Ethical AI isn’t just how you build it, it's how you use it
Lapses such as racially biased facial recognition or apparently sexist credit card approval algorithms have thankfully left companies asking how to build AI ethically. Many companies have released “ethical AI” guidelines, such as Microsoft’s Responsible AI principles, which requires that AI systems be fair, inclusive, reliable and safe, transparent, respect privacy and security, and be accountable. These are laudable, and will help prevent the harms listed above. But often, this isn’t enough.
Harm can result from what a system is used for, not from unfairness, black-boxyness, or other implementation details. Consider an autonomous Uber: if they are able to recognize people using wheelchairs less accurately than people walking, this can be fixed by using training data reflective of the many ways people traverse a city to build a more fair system.
But even with this inequity removed, some people may believe the intended use of the algorithm will cause harm: the system is designed to drive cars automatically, but will displace already precarious rideshare drivers, who will feel this as a use-based harm that no amount of technical implementation fixes can remedy.
A darkly hilarious academic article analyzed a hypothetical AI system designed to mulch elderly people into nutritious milkshakes. They corrected racial and gender unfairness in how the system chose who to mulch, provided a mechanism for designated mulchees to hold the system accountable for errors in computing their status, and provide transparency into how the mulching designation algorithm works. This satirical example makes the problem clear: a system can be fair, accountable, transparent yet still be patently unethical, because of how it is used. Nobody wants to drink their grandma.
For a non-hypothetical example I’ve studied: consider Deepfake algorithms, an AI technology often used for harm. Nearly all deepfakes online are pornography made without the consent of the overwhelmingly female victims they they depict. While we could make sure that the generative adversarial network used to create Deepfakes performs equally well on different skin types or genders, these fairness fixes mean little when harm is inherent in how algorithms are used: to create non consensual pornography leading to job loss, anxiety, and illness.
These kinds of use-based harms aren’t often caught by AI Ethics guidelines, which usually focus on how systems are built, not how they are used. This seems like a major oversight.
Why the focus on how AI is implemented, rather than how it is used?
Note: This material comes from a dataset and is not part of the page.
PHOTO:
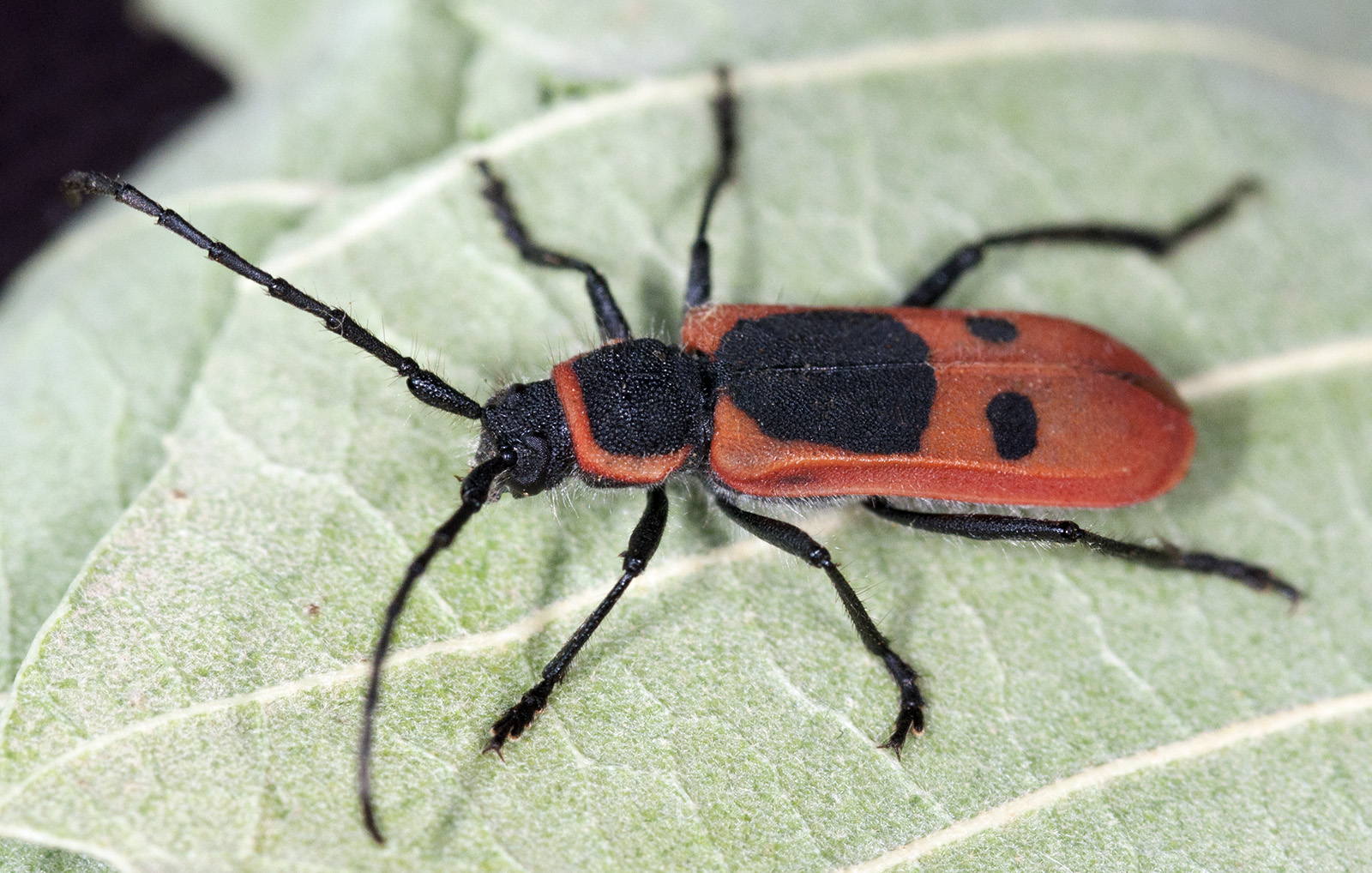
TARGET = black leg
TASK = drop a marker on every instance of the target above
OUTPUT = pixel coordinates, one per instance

It may be because of how these guidelines are used: in my experience, ethical AI principles are often used to guide and review systems as software engineers build them, long after the decision to build the system for a certain client or use has been made by someone high up the management chain. Avoiding use-based harm sometimes requires refusing to work with a certain client or not building the system altogether. But Ethical AI “owners” in companies don’t often have this power, or even when they do, suggesting to not build and not sell a piece of software can be socially difficult in a company that builds and sells software.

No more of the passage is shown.